Live in the Grey has a great layout of six different steps to finding your passion, if you don’t know what that passion is yet, and can get you on the right path to turning an empty ambition into a fulfilling adventure of self-discovery.

Is Your Ambition Worth the Risk

Every dream comes with a risk. The type of risk varies, but usually it falls in one of the following three categories: Physical risk, emotional risk, and financial risk. Freestyle motocross is actually a perfect example of all three risks. There’s the cost of the bike, plus the cost of repairs needed if the bike breaks during a competition. There’s also that possibility that the bike isn’t the only thing that will break during a competition. Motocross riders take physical risks every time they get on their bikes. They don’t know if they’re going to come out with just a broken bone or if they’re even going to make it out alive at all. Jeremy Lusk was the first professional motocross rider to ever die from injuries obtained during an FMX competition. It was an eye opener to the rest of the motocross world and the physical risk of their passion became that much more apparent. This knowledge of knowing there’s a chance they may never see their family again puts emotional strain on the rider and I can only imagine that it makes it hard to keep going. However, at the end of the day, they put the risks in the back of their head and push forward.

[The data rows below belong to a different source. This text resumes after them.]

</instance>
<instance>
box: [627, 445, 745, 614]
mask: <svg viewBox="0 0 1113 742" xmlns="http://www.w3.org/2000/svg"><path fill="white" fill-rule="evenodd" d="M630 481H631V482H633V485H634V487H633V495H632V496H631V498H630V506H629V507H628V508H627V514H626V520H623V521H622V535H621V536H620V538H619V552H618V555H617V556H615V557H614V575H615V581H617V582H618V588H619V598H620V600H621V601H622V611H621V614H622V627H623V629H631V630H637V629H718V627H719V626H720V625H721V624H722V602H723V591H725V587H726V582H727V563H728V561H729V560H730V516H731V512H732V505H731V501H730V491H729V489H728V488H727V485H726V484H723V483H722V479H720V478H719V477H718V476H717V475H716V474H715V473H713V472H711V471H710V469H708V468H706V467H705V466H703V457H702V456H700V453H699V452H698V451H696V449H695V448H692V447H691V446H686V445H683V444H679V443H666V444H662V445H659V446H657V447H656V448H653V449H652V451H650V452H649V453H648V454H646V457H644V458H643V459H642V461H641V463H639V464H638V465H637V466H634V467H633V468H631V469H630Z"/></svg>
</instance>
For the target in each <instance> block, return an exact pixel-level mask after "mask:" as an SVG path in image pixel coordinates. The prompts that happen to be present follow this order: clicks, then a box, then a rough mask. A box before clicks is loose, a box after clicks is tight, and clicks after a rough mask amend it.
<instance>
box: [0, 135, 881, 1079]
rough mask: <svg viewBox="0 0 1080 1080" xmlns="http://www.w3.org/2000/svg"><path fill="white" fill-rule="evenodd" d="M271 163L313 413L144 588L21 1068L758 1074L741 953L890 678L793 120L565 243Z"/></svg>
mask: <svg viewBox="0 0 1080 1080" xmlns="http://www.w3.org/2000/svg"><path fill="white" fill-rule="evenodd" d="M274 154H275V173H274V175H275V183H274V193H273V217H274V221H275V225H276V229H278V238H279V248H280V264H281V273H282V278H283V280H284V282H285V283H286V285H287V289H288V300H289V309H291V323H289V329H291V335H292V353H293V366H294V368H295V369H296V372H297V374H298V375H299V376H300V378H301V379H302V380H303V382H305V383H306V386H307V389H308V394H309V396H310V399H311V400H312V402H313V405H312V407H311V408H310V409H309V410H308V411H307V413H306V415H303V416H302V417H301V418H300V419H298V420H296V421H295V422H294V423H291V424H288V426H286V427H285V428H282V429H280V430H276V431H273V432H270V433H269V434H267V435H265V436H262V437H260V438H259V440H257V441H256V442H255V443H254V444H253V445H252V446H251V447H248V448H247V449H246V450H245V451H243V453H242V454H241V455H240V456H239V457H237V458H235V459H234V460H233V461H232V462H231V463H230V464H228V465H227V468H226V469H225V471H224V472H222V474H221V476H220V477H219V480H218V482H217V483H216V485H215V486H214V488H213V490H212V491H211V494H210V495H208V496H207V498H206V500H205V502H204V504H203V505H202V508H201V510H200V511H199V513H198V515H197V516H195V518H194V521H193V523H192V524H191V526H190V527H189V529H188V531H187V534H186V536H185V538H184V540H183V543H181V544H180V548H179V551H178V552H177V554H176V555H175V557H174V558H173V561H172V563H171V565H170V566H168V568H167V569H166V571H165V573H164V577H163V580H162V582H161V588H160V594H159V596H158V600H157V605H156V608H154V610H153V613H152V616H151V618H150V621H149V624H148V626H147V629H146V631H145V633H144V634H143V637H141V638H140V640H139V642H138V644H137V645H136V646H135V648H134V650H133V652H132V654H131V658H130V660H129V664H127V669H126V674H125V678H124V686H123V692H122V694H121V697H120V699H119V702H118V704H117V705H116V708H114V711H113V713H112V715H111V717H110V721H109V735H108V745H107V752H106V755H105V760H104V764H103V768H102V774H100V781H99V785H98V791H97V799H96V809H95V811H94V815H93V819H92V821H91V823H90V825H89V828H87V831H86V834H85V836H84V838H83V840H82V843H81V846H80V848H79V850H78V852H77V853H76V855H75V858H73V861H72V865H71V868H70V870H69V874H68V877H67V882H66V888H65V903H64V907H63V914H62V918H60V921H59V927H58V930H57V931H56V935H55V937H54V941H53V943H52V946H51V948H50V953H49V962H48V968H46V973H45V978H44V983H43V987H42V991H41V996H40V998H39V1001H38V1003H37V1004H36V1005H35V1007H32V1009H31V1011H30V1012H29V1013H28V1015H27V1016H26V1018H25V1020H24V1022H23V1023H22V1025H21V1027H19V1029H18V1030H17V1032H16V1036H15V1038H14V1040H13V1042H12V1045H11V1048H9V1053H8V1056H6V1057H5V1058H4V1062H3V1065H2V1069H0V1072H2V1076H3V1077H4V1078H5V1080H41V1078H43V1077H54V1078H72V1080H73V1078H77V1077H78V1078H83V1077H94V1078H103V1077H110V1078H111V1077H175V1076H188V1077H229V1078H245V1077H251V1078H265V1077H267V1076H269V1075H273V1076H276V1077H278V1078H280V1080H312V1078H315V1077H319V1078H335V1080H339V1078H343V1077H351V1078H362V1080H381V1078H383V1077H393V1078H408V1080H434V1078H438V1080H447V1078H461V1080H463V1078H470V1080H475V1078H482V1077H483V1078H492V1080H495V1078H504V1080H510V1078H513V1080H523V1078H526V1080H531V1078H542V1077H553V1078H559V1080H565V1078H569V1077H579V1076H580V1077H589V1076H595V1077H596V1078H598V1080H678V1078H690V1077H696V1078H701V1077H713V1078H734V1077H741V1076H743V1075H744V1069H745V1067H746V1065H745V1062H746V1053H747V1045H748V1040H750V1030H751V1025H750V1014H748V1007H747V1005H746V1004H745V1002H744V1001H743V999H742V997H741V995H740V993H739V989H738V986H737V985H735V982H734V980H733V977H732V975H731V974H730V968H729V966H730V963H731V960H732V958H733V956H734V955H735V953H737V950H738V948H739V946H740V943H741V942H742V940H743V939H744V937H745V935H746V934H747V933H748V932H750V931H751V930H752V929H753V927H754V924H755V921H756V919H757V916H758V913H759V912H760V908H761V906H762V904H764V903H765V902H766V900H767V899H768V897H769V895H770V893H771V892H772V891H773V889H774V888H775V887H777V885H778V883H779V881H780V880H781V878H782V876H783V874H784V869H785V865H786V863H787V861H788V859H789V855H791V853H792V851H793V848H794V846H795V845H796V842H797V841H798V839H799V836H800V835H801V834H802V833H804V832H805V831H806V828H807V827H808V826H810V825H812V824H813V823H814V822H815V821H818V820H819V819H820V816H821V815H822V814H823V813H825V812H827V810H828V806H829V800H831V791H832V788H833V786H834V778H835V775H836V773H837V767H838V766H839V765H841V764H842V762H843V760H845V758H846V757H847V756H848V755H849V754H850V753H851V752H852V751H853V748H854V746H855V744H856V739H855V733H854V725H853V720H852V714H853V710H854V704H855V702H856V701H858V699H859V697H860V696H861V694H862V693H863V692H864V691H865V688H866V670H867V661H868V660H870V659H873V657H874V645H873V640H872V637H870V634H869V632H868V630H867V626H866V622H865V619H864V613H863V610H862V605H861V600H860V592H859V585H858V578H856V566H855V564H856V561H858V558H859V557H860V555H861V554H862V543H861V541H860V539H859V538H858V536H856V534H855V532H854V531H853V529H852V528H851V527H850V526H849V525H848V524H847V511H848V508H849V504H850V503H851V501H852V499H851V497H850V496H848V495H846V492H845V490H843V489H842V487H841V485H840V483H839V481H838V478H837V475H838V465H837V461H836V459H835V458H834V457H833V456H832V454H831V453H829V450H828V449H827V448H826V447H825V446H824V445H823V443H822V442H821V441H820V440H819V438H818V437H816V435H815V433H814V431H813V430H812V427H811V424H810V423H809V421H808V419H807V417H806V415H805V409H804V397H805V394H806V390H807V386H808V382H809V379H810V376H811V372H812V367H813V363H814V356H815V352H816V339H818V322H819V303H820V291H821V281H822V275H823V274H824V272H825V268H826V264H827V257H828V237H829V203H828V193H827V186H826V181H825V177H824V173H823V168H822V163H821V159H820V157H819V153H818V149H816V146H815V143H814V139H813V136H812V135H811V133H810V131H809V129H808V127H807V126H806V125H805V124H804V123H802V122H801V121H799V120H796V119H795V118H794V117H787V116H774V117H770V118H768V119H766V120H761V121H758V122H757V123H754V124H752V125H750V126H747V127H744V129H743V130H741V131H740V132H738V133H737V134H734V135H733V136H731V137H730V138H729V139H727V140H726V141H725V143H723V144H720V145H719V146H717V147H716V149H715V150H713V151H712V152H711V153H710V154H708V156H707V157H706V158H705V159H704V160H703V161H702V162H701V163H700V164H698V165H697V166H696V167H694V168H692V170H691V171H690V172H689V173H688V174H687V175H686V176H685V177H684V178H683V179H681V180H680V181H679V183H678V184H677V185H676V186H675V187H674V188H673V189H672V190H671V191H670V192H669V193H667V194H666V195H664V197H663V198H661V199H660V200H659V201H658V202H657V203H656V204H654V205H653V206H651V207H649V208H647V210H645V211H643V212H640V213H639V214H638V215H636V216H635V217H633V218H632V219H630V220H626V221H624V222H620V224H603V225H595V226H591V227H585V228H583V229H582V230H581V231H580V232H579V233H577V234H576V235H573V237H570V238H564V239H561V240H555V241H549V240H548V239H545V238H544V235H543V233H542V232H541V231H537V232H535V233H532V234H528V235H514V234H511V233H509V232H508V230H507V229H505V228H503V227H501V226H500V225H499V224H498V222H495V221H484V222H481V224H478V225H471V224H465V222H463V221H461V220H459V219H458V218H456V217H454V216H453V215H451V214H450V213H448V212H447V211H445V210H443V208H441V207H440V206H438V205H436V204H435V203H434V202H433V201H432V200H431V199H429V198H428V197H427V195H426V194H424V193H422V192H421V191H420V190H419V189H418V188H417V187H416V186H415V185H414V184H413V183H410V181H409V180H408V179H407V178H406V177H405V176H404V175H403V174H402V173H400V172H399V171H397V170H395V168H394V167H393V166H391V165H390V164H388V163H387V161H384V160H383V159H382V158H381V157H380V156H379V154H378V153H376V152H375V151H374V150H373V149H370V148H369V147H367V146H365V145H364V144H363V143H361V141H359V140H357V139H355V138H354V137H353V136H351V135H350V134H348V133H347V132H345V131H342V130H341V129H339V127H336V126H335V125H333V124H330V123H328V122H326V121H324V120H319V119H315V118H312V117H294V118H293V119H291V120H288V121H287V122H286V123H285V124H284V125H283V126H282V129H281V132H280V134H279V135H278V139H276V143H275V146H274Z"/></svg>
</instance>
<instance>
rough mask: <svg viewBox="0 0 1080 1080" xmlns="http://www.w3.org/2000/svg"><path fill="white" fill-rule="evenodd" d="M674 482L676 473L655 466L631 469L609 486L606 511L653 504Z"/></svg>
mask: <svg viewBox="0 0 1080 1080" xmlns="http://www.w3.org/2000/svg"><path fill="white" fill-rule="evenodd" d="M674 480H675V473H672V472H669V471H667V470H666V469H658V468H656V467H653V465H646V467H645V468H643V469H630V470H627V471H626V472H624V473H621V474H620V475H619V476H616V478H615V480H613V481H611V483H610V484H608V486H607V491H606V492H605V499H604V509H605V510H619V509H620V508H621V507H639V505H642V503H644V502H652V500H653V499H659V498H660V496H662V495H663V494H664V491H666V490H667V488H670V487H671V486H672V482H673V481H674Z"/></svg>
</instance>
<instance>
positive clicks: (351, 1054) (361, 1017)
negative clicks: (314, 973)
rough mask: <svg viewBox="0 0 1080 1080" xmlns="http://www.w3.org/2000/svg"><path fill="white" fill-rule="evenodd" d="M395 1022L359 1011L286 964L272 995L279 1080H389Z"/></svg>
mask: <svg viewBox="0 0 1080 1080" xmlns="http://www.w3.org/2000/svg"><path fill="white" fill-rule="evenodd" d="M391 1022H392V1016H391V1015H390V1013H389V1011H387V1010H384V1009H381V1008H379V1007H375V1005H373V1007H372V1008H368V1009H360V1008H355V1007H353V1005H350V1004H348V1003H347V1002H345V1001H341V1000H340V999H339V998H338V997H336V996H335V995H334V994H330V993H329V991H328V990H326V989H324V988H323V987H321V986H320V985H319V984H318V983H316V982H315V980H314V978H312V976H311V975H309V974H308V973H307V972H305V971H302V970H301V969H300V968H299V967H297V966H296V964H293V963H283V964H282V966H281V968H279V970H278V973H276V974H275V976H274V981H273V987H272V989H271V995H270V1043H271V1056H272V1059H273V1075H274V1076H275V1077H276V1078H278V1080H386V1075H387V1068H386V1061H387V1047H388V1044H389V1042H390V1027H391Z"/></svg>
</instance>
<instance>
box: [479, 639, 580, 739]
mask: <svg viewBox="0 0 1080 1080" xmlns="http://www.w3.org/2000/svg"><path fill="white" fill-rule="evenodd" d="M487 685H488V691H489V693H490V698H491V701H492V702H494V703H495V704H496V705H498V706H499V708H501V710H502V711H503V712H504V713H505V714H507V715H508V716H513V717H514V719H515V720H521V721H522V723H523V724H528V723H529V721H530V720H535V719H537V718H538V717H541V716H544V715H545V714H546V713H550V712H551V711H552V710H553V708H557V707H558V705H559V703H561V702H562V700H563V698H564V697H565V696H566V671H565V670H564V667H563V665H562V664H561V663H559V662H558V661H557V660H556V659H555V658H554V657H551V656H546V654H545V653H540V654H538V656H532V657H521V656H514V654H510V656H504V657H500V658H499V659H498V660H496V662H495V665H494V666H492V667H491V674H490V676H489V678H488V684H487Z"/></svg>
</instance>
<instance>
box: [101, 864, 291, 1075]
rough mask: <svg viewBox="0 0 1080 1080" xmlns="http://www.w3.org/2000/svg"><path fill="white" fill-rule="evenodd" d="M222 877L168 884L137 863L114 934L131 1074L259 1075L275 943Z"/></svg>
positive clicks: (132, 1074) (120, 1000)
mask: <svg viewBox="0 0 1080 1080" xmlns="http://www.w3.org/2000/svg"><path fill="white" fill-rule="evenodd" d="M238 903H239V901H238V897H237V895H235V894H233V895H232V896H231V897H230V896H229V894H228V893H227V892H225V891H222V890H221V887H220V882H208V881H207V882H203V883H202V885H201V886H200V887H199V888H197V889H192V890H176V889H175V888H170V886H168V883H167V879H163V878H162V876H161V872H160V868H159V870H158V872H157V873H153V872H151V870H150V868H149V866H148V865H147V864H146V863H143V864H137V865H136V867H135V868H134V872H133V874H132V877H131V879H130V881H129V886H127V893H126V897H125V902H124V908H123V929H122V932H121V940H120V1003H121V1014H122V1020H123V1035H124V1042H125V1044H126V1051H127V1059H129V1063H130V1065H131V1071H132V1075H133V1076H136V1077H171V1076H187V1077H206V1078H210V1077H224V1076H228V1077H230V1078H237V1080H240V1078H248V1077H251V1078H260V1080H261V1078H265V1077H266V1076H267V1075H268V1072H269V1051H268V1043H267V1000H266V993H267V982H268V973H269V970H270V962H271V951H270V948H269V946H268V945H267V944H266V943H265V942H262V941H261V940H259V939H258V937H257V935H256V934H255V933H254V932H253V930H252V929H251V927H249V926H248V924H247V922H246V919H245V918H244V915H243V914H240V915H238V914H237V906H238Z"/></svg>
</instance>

How Much Time Are You Willing to Put Towards Your Ambition

If the answer to this question is something along the lines of ‘I really don’t have time to do anything that I’m not already doing’ then you are barking up the wrong ambition tree my friend.

When my fiancé first brought up the idea of working from home I knew I would have to find something that I loved to do. If I didn’t then I would have found every excuse in the book as to why I didn’t have time to devote to whatever it was I was going to try and do. Writing was the first thing that came to mind and it was the most obvious choice. It hasn’t been easy, but I love writing and I have become bound and determined to make this work, no matter how much time it takes me.

Don’t Let Past Failures Keep You Down

Seriously. I don’t care if you’re scared to take dance classes because you didn’t make the cheer-leading squad in high school. If you want to dance, for crying out loud, go dance. If you want to learn how to play the piano but you’ve already tried once before and it didn’t work, try it again. If it’s something you love to do and you’re passionate about go after it with the force of a hurricane. If you’re afraid of failing, let yourself fail and keep going. Congratulations. You just discovered one way that won’t help you on your path to success.

Keep the failures of previous pipe-dreams fresh in your mind and use those memories to push yourself farther than ever. You have the ability to do whatever you put your mind to. You just have to decide for yourself if it’s truly your calling or just an empty ambition.